Our politicians continually try to win our support with promises to put more money in our pockets. There seems to be a widely accepted idea in Britain that if you can earn a bit more and pay a bit less in taxes then you’ll be better off. Ed Miliband’s “cost of living crisis” never really caught on but I’d say there’s something in it. I earned less in the Netherlands than I do here and I paid proportionately more of my wages in tax but I was financially better off there. Living in Holland has showed me that paradoxically there’s more to being rich or poor than how much money you’ve got. It’s how far that money can stretch that matters.
So what’s prompted this decidedly non-archaeological post on today of all days?
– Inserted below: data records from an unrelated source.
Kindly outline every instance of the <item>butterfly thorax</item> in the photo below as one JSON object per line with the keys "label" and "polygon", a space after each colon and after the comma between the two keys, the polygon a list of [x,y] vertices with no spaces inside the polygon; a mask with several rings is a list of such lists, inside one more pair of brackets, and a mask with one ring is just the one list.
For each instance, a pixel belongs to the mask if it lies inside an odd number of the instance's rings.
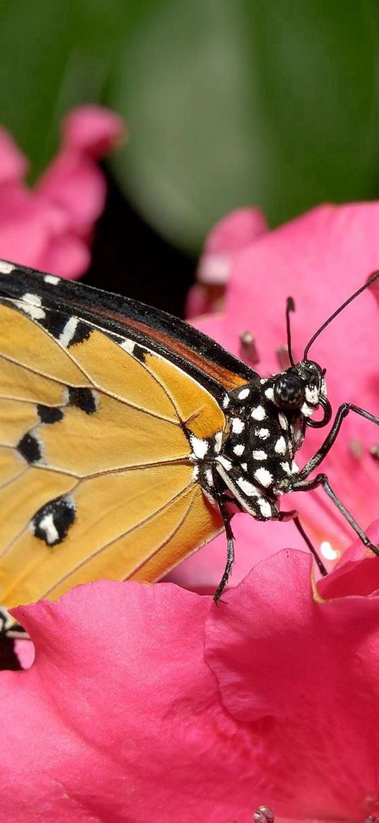
{"label": "butterfly thorax", "polygon": [[[326,392],[320,367],[317,379],[311,374],[309,385],[308,365],[305,379],[302,366],[298,364],[296,372],[257,378],[228,394],[227,427],[217,468],[255,517],[275,517],[279,495],[291,490],[298,472],[294,455],[303,442],[307,418],[317,407],[321,391]],[[298,407],[283,407],[294,400]]]}

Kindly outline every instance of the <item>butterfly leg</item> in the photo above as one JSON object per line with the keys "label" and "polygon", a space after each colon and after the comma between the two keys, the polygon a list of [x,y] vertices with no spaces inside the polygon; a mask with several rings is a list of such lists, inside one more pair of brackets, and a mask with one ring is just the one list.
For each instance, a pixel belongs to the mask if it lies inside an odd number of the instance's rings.
{"label": "butterfly leg", "polygon": [[215,467],[212,468],[212,477],[215,484],[214,494],[220,509],[220,513],[224,521],[224,528],[225,529],[227,541],[226,564],[224,574],[219,583],[219,585],[217,586],[215,594],[213,595],[215,602],[217,602],[221,597],[224,589],[227,585],[228,580],[230,577],[230,572],[232,571],[233,564],[234,562],[234,535],[230,525],[230,514],[226,506],[228,498],[225,496],[224,490],[220,487],[220,478]]}
{"label": "butterfly leg", "polygon": [[308,460],[307,463],[306,463],[305,466],[303,466],[303,467],[300,470],[298,475],[298,480],[305,480],[308,475],[311,474],[311,472],[313,472],[314,469],[317,468],[317,466],[320,466],[320,463],[322,463],[322,460],[325,457],[326,457],[326,454],[335,443],[342,423],[344,418],[347,417],[349,412],[354,412],[355,414],[360,415],[361,417],[364,417],[366,420],[369,420],[372,423],[376,423],[377,425],[379,425],[379,418],[375,417],[373,414],[370,413],[370,412],[366,412],[365,409],[361,409],[359,406],[354,406],[354,403],[342,403],[342,406],[340,406],[340,408],[337,411],[335,421],[329,435],[326,437],[324,442],[320,446],[320,449],[317,449],[311,459]]}
{"label": "butterfly leg", "polygon": [[348,511],[340,498],[337,497],[337,495],[335,491],[333,491],[326,474],[317,474],[314,480],[296,480],[292,486],[291,491],[310,491],[312,489],[317,489],[319,486],[322,486],[328,497],[330,498],[339,511],[340,511],[341,514],[344,515],[344,518],[350,524],[355,533],[358,534],[358,537],[363,543],[363,546],[366,546],[367,549],[371,549],[374,555],[377,555],[377,556],[379,557],[379,549],[377,546],[374,546],[374,544],[371,542],[371,540],[369,540],[361,527],[358,526],[353,515],[350,514],[350,512]]}
{"label": "butterfly leg", "polygon": [[302,524],[300,523],[300,520],[299,520],[298,512],[296,511],[296,509],[292,509],[292,511],[289,511],[289,512],[280,512],[279,513],[279,516],[278,516],[278,518],[276,519],[280,520],[281,523],[285,523],[288,520],[293,520],[293,523],[294,523],[294,524],[296,526],[296,528],[298,529],[298,532],[300,532],[300,534],[301,534],[301,536],[302,536],[304,542],[307,544],[309,551],[313,555],[313,557],[314,557],[314,559],[315,559],[315,560],[316,560],[316,562],[317,562],[317,564],[318,565],[318,568],[320,569],[320,571],[321,571],[321,574],[325,577],[325,575],[327,574],[327,570],[326,570],[326,567],[325,567],[325,565],[324,565],[324,564],[323,564],[321,557],[319,557],[319,556],[318,556],[318,554],[317,554],[317,551],[316,551],[316,549],[315,549],[312,542],[311,542],[310,538],[308,537],[307,532],[304,532],[304,529],[303,528],[303,526],[302,526]]}

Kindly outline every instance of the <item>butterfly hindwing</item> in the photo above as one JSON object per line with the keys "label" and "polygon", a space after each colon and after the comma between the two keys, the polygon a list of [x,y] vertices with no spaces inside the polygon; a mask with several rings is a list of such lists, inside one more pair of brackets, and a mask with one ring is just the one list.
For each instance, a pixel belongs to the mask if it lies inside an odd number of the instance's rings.
{"label": "butterfly hindwing", "polygon": [[99,577],[155,580],[222,528],[191,444],[224,430],[219,402],[180,358],[142,345],[127,317],[117,332],[99,328],[90,301],[85,319],[71,314],[70,290],[45,305],[43,278],[28,277],[12,296],[11,274],[0,277],[7,607]]}

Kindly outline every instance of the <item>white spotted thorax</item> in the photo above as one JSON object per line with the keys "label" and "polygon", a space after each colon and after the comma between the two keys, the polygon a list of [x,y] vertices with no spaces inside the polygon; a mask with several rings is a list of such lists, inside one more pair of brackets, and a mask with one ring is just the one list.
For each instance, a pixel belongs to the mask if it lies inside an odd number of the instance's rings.
{"label": "white spotted thorax", "polygon": [[291,491],[307,420],[326,397],[324,374],[303,360],[228,393],[226,434],[214,459],[225,486],[257,519],[277,517],[279,496]]}

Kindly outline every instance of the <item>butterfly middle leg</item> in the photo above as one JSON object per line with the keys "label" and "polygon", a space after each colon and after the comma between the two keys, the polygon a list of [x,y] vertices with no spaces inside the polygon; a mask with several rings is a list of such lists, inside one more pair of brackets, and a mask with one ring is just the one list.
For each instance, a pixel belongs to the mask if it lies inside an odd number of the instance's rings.
{"label": "butterfly middle leg", "polygon": [[215,602],[220,599],[221,595],[228,584],[228,580],[230,577],[230,573],[232,571],[233,564],[234,562],[234,535],[233,533],[233,529],[230,525],[231,514],[228,511],[227,503],[229,501],[229,497],[225,494],[225,491],[221,487],[220,477],[215,467],[212,467],[212,477],[214,482],[214,494],[216,500],[217,504],[220,509],[220,513],[224,521],[224,528],[225,529],[226,541],[227,541],[227,549],[226,549],[226,564],[224,570],[223,576],[217,586],[217,588],[213,595],[213,599]]}
{"label": "butterfly middle leg", "polygon": [[379,548],[377,547],[377,546],[374,546],[374,544],[372,543],[369,537],[367,537],[367,535],[363,532],[363,530],[358,525],[358,523],[354,519],[353,515],[350,514],[350,512],[348,511],[346,507],[341,502],[340,498],[337,496],[335,492],[331,488],[327,476],[326,474],[317,474],[313,480],[298,481],[293,483],[291,491],[311,491],[312,489],[317,489],[320,486],[322,486],[324,491],[327,494],[328,497],[330,498],[335,505],[337,507],[338,510],[341,513],[341,514],[343,514],[344,518],[350,524],[351,528],[354,529],[355,533],[358,534],[358,537],[363,543],[363,546],[366,546],[367,549],[370,549],[371,551],[373,551],[374,555],[377,555],[377,557],[379,557]]}

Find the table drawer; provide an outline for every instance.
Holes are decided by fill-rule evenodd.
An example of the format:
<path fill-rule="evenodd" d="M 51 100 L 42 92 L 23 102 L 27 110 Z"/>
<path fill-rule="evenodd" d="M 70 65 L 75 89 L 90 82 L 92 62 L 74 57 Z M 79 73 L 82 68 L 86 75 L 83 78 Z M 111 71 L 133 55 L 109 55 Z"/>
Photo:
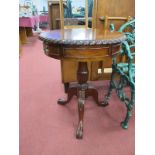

It’s a piece I read in the Guardian this morning which claims that the new so-called “living wage” (can’t we please just call it what it is, a rise in the minimum wage?) means that according to the Big Mac Index British people on the minimum wage are going to have more spending power than in any European country except for Luxemburg. And no it’s not an April Fool’s joke, the Big Mac Index really does – the Big Mac is apparently used, as a widely available and relative cheap product, to measure relative spending power around the world.
I’ve checked online and a Big Mac is a rare example of an item of food that costs almost exactly the same amount in the Netherlands as it does in the UK £2.69 here and € 3,45 (£2.70 at today’s exchange rate) in Holland . So, it seems to me that this doesn’t so much prove that spending power is higher in the UK as that Big Macs for some reason are one of the few things that are relatively cheap here. And why might that be? Might it be because fast-food chains somehow have lower costs in the UK so that they can keep down their prices and still make a healthy profit? And if that is the case where might those savings be made? Well, one possibility that springs to mind is that it might have something do with employment conditions in the UK where people working in fast food chains are presumably very often on zero-hours contracts so that even if their employer does pay them the new, higher minimum wage they will still be making savings on pension contributions, sick pay and holiday pay? Is it just possible that measuring wealth in Hamburgers isn’t so useful after all? Just a thought…..
Of course we’re all thinking a lot at the moment about Britain’s place in the EU. I’d say that one of the best things about membership is that it makes it easier for us to spend time living in other European countries, and living abroad can open your eyes to the things that work well in your home country and the things that work less well. My understanding of economics is shaky to say the least and I don’t pretend to understand why life is so expensive here compared to some other countries but this does seem to me to be a major problem in the UK and I suggest that to find a solution we could do worse than to consider why it’s a problem that other countries on our doorstep don’t seem to have.
And to finish on a lighter note: just in case you’re wondering, the landlord paid to get the exterminators in so it isn’t all doom and gloom. Well, not unless you’re a wasp.